Save any effort for dessert or serve some surprisingly delicious ready-made Creme Caramel available in the supermarket refrigerated section.

I've tasted the classic and the cappuccino flavors. Both were rich, creamy and lush with that tasty caramelized sugar topping.

Roasted vegetables tossed with leftovers

Serves 4

8 ounces small mushrooms, cleaned

1 medium eggplant (skin on), cut into 1-inch cubes

1 medium onion, peeled and sliced 1/4 -inch wide lengthwise strips

1 medium red bell pepper, stem and seeds removed, cut into 1-inch cubes

1 tablespoon sesame oil

1 teaspoon sugar

salt and pepper to taste

12 ounces rotelle pasta

2 cloves minced garlic

1 1/2 cups bean sprouts

2 cups roasted ham, pork or turkey (shredded or cut into strips)

1/2 cup vegetable, turkey or chicken broth

2 tablespoons soy sauce

Heat oven to 450 degrees and place a baking rack on the top position.
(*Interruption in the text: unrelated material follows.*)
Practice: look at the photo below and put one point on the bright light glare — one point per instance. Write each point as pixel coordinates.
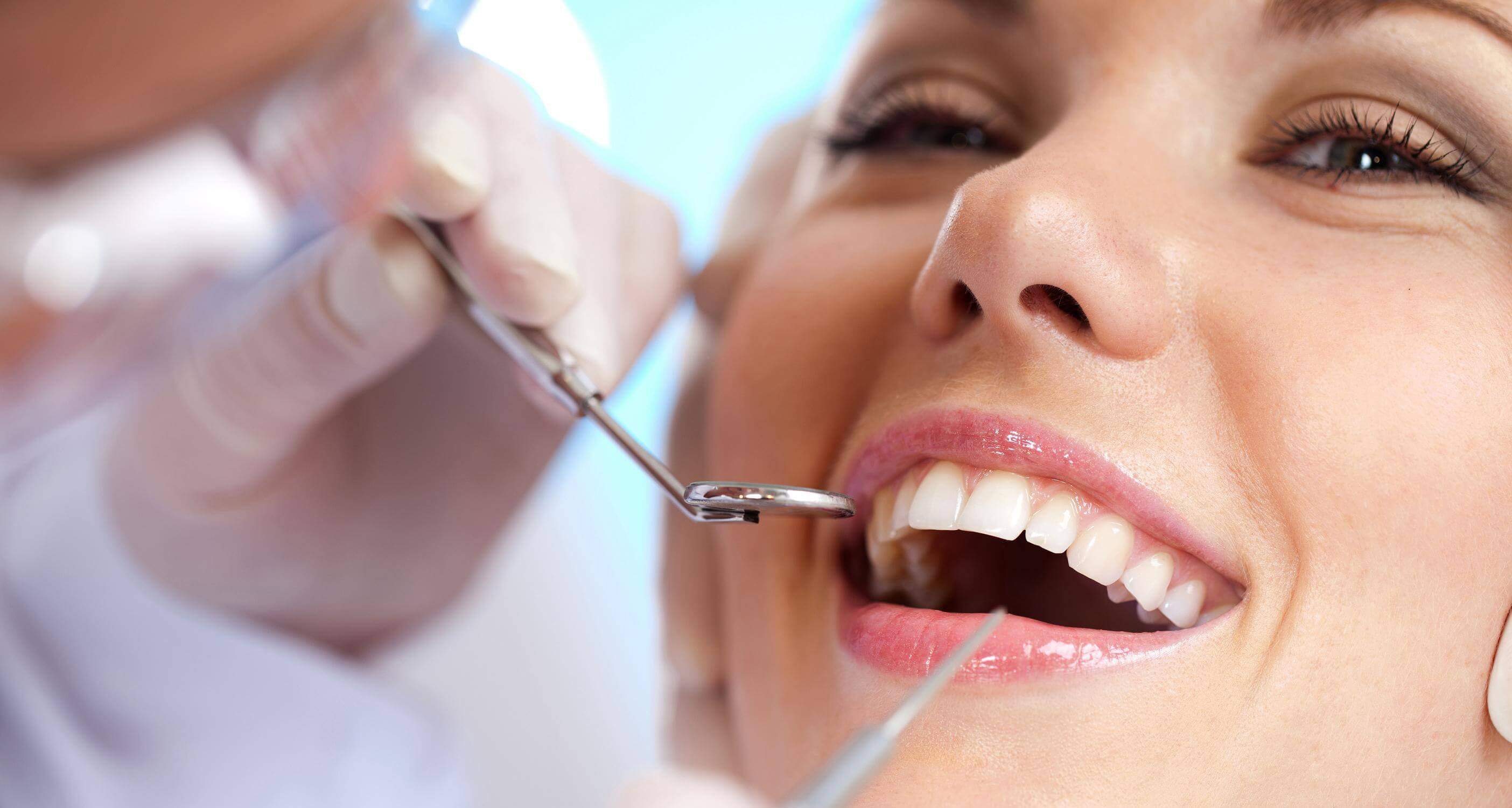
(542, 43)
(64, 267)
Grease a large baking sheet.

Cook pasta according to package directions.

In a single layer place all of the cut vegetables on the baking sheet. Drizzle with sesame oil, sprinkle lightly with sugar, salt and pepper and toss. Spread out to a single layer. Place in oven and bake 12 minutes.

Add garlic, bean sprouts and leftover meat to the roasted vegetables and toss. Bake another 4 minutes. Pasta should be cooked at this point.

Drain pasta and return to the same pot. Add roasted vegetable mixture, the broth and soy sauce and toss well to mix.

Place on a large platter or individual serving plates and serve immediately.